Despite all of these intriguing theories, science still can’t explain what biological mechanism underpins this strange ability to ‘see’ magnetic fields.
Now, however, researchers from the University of Duisburg-Essen in Germany studying the rather unusual Ansell’s mole-rat (Fukomys anselli) propose another means by which animals might navigate in the darkness.
These furry, subterranean cylinders with gigantic teeth that stick out over their closed lips always nest in the south-eastern part of their den.
Their eyes measure just two millimeters in diameter, and are largely used to distinguish between light and dark but not much else.
“They do not orient by vision,” zoologist and lead author Kai Caspar says. “Vision is more or less completely unimportant for them.”
To test out exactly how these mole rats made their way through the mucky, murky depths they call home, scientists surgically removed the mole-rats’ eyes (a process called enucleation).
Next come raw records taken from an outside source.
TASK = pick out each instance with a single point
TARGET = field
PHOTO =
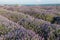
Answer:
(29, 22)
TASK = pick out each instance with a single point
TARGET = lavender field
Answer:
(29, 22)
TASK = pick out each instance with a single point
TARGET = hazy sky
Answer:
(29, 1)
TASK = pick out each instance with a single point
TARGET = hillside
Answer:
(29, 22)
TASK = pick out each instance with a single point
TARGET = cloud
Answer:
(29, 1)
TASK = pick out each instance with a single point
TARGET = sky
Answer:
(29, 1)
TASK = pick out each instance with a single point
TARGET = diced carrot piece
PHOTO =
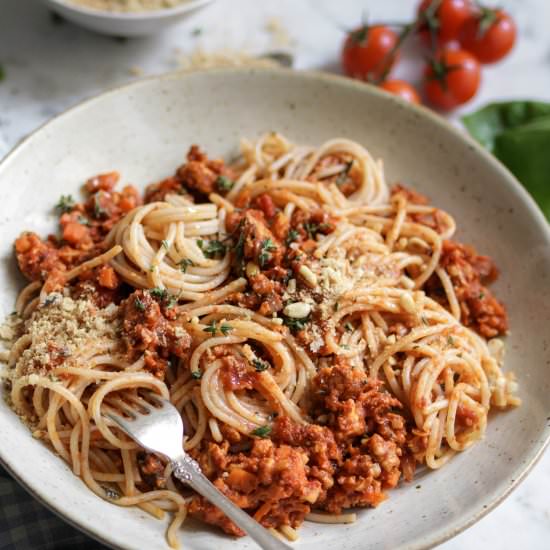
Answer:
(107, 277)
(74, 233)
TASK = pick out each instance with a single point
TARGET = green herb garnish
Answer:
(211, 249)
(296, 325)
(266, 248)
(184, 264)
(260, 365)
(159, 293)
(65, 204)
(293, 235)
(213, 328)
(262, 431)
(343, 175)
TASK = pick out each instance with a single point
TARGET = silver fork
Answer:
(160, 430)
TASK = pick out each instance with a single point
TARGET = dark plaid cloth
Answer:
(26, 525)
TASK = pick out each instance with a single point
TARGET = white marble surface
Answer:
(50, 67)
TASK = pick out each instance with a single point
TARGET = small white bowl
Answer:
(125, 23)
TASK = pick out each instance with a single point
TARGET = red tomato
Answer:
(402, 89)
(489, 35)
(367, 52)
(446, 19)
(452, 78)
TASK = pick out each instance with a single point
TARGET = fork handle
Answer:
(188, 471)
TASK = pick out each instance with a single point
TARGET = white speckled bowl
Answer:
(144, 129)
(125, 23)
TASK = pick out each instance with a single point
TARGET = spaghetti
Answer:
(319, 332)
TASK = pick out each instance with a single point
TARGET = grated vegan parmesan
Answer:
(128, 5)
(63, 329)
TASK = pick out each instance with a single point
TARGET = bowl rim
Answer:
(145, 15)
(321, 77)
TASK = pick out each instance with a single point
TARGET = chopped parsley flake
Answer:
(343, 175)
(262, 431)
(159, 293)
(184, 264)
(65, 204)
(295, 325)
(293, 235)
(213, 328)
(223, 183)
(266, 248)
(211, 249)
(260, 365)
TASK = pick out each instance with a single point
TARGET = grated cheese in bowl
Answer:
(128, 5)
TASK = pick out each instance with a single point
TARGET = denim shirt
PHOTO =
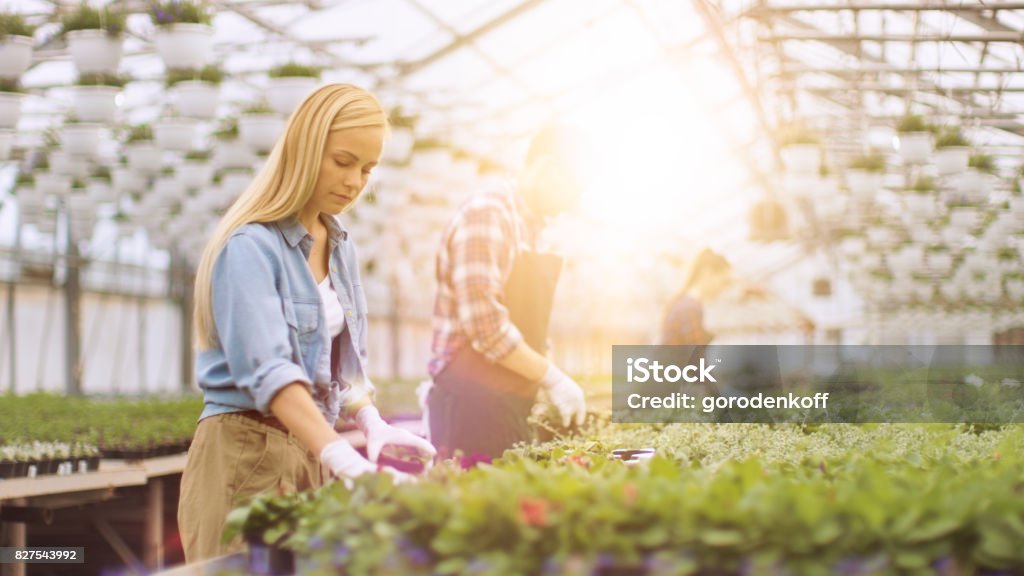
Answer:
(270, 324)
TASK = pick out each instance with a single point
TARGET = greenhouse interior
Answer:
(826, 194)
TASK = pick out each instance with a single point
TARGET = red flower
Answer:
(534, 511)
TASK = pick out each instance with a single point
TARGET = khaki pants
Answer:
(231, 459)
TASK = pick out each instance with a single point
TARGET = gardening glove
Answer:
(380, 434)
(564, 395)
(346, 463)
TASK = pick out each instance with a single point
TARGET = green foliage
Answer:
(950, 136)
(212, 74)
(912, 123)
(294, 70)
(179, 11)
(879, 499)
(87, 17)
(982, 163)
(12, 24)
(872, 162)
(101, 80)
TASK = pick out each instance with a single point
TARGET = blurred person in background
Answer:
(495, 292)
(281, 325)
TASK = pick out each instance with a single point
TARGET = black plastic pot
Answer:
(270, 561)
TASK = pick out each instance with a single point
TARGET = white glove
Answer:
(565, 396)
(380, 434)
(346, 463)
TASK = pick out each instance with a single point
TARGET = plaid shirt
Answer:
(473, 263)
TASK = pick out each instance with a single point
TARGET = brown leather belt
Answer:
(265, 420)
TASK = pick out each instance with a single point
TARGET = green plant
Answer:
(12, 24)
(871, 162)
(179, 11)
(87, 17)
(101, 80)
(212, 74)
(911, 123)
(139, 132)
(924, 184)
(951, 136)
(982, 163)
(294, 70)
(258, 108)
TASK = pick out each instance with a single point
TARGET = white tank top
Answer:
(335, 324)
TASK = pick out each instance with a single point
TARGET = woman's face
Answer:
(349, 155)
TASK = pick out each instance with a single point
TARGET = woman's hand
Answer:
(380, 434)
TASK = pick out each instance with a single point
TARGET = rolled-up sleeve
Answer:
(481, 249)
(250, 321)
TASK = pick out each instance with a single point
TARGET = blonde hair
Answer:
(286, 181)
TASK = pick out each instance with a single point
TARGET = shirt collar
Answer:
(294, 232)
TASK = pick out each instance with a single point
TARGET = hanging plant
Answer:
(982, 163)
(87, 17)
(873, 162)
(294, 70)
(12, 24)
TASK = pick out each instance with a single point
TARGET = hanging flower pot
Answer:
(6, 144)
(15, 51)
(176, 134)
(259, 128)
(10, 109)
(95, 51)
(96, 103)
(184, 45)
(197, 98)
(82, 139)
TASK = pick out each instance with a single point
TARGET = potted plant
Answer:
(142, 154)
(95, 96)
(10, 104)
(196, 92)
(177, 134)
(914, 139)
(94, 38)
(184, 37)
(865, 175)
(15, 45)
(289, 84)
(259, 127)
(800, 149)
(951, 152)
(401, 135)
(196, 170)
(81, 138)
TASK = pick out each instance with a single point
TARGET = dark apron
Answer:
(480, 408)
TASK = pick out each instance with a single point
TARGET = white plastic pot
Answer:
(95, 104)
(196, 98)
(184, 45)
(94, 51)
(10, 110)
(260, 131)
(144, 157)
(82, 139)
(951, 160)
(6, 144)
(195, 174)
(915, 148)
(174, 133)
(802, 159)
(863, 184)
(285, 94)
(15, 55)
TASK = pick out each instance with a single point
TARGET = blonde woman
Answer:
(281, 324)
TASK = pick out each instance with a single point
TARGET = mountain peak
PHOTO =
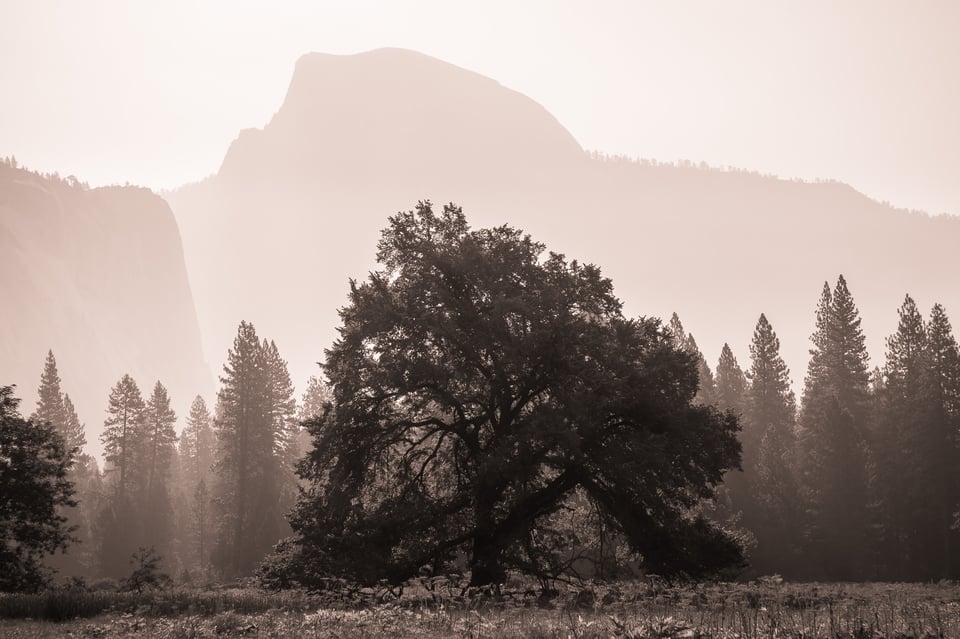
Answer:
(401, 115)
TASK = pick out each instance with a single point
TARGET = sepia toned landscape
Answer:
(408, 353)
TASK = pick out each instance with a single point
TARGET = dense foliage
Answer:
(34, 486)
(481, 385)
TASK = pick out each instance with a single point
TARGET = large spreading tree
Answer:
(479, 384)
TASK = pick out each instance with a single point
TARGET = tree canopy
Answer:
(478, 383)
(34, 485)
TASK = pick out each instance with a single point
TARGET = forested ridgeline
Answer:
(859, 480)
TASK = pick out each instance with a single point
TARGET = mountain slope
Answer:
(98, 276)
(297, 206)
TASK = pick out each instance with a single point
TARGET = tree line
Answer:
(209, 502)
(862, 480)
(488, 407)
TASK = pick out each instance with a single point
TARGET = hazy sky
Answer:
(866, 92)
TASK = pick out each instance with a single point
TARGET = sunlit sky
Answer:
(152, 93)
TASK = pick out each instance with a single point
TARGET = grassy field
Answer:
(631, 610)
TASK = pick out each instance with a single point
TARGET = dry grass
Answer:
(767, 609)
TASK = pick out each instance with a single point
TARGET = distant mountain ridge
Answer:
(297, 207)
(98, 276)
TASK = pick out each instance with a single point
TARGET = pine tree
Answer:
(731, 383)
(50, 406)
(197, 444)
(155, 505)
(56, 408)
(160, 435)
(768, 438)
(677, 335)
(832, 447)
(246, 456)
(123, 436)
(282, 409)
(281, 405)
(707, 392)
(944, 378)
(74, 432)
(119, 527)
(315, 399)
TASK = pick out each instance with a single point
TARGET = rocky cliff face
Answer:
(297, 206)
(98, 276)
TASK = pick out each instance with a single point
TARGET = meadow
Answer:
(767, 608)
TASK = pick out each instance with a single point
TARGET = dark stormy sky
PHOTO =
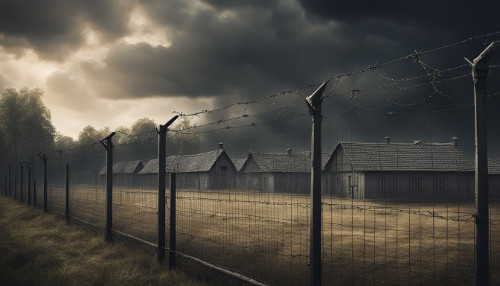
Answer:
(109, 63)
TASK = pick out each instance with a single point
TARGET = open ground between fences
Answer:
(394, 210)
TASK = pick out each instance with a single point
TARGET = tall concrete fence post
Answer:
(314, 102)
(162, 157)
(480, 70)
(108, 145)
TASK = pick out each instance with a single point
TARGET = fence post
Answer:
(45, 205)
(22, 183)
(314, 102)
(15, 185)
(34, 192)
(162, 157)
(67, 192)
(29, 186)
(108, 145)
(172, 240)
(480, 77)
(10, 183)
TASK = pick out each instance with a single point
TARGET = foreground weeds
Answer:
(40, 249)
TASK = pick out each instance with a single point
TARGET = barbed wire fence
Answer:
(384, 223)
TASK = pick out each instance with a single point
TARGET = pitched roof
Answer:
(405, 156)
(128, 167)
(494, 164)
(238, 163)
(201, 162)
(284, 162)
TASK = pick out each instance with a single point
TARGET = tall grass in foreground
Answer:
(39, 249)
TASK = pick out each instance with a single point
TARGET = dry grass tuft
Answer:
(39, 249)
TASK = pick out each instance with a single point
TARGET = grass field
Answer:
(40, 249)
(266, 236)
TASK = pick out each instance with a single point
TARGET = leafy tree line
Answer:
(26, 129)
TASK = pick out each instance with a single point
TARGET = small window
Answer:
(383, 184)
(440, 184)
(394, 184)
(416, 184)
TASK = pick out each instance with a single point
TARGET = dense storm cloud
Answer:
(108, 57)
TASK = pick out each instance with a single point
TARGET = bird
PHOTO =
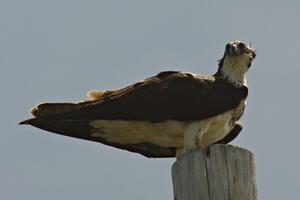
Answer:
(162, 116)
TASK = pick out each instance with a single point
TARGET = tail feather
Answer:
(45, 109)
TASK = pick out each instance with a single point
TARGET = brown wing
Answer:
(169, 95)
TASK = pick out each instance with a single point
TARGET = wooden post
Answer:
(219, 172)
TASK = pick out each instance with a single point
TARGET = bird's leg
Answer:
(193, 135)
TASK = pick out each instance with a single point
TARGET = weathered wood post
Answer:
(219, 172)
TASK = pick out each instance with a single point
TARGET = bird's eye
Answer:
(241, 46)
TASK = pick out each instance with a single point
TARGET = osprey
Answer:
(162, 116)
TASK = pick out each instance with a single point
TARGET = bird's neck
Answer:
(233, 69)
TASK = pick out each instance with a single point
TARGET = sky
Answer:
(58, 50)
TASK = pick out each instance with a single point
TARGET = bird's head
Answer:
(236, 61)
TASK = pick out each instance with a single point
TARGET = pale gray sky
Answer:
(57, 50)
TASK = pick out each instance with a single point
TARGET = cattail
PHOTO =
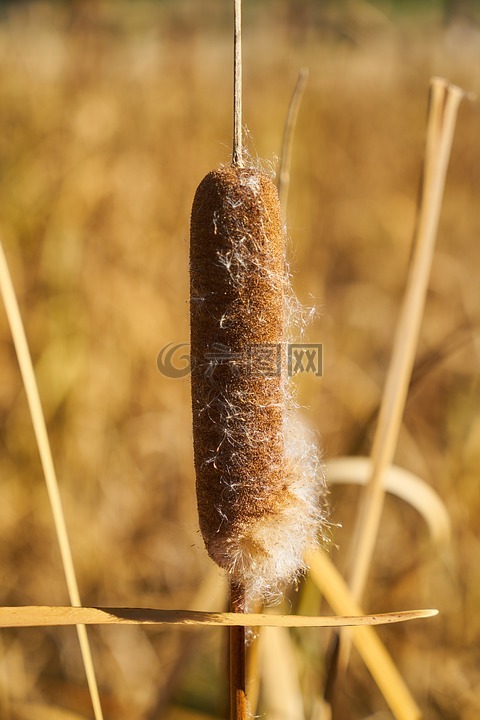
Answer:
(257, 477)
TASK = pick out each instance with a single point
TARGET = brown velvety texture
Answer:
(237, 271)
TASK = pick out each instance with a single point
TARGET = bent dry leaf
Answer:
(47, 615)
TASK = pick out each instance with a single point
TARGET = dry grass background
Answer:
(110, 116)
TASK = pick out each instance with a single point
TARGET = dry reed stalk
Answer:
(289, 132)
(443, 106)
(41, 436)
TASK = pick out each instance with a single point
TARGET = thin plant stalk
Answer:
(443, 106)
(238, 695)
(288, 135)
(238, 699)
(38, 421)
(237, 155)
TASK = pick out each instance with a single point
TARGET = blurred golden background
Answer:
(110, 115)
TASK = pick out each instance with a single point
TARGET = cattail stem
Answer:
(237, 155)
(238, 697)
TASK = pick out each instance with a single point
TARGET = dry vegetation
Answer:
(110, 116)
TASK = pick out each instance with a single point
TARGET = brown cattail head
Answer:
(257, 512)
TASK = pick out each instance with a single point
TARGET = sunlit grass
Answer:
(110, 117)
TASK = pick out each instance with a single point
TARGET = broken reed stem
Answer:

Tests performed on these same animals 18 months later confirmed that the enucleated animals behaved no differently than the other captive mole-rats who still had their eyes.
The researchers then created nesting grounds in which they could precisely control the magnetic field to test the two groups of animals’ homemaking capabilities.
The control animals who kept their eyes nested as normal but those who had them removed nested in seemingly random locations, indicating that, whatever the specific mechanism responsible for the magnetic sensitivity, it is located in the eyes.
“We conclude that the removal of the eyes led to a permanent impairment of the magnetic sense,” the team writes. “Our study is the first to identify a magnetoreceptive organ in a mammal.”
Caspar proposes further, detailed examination of the mole rats’ eyes using electron microscopes to figure out exactly where the elusive magentoreceptors are located and how exactly they function.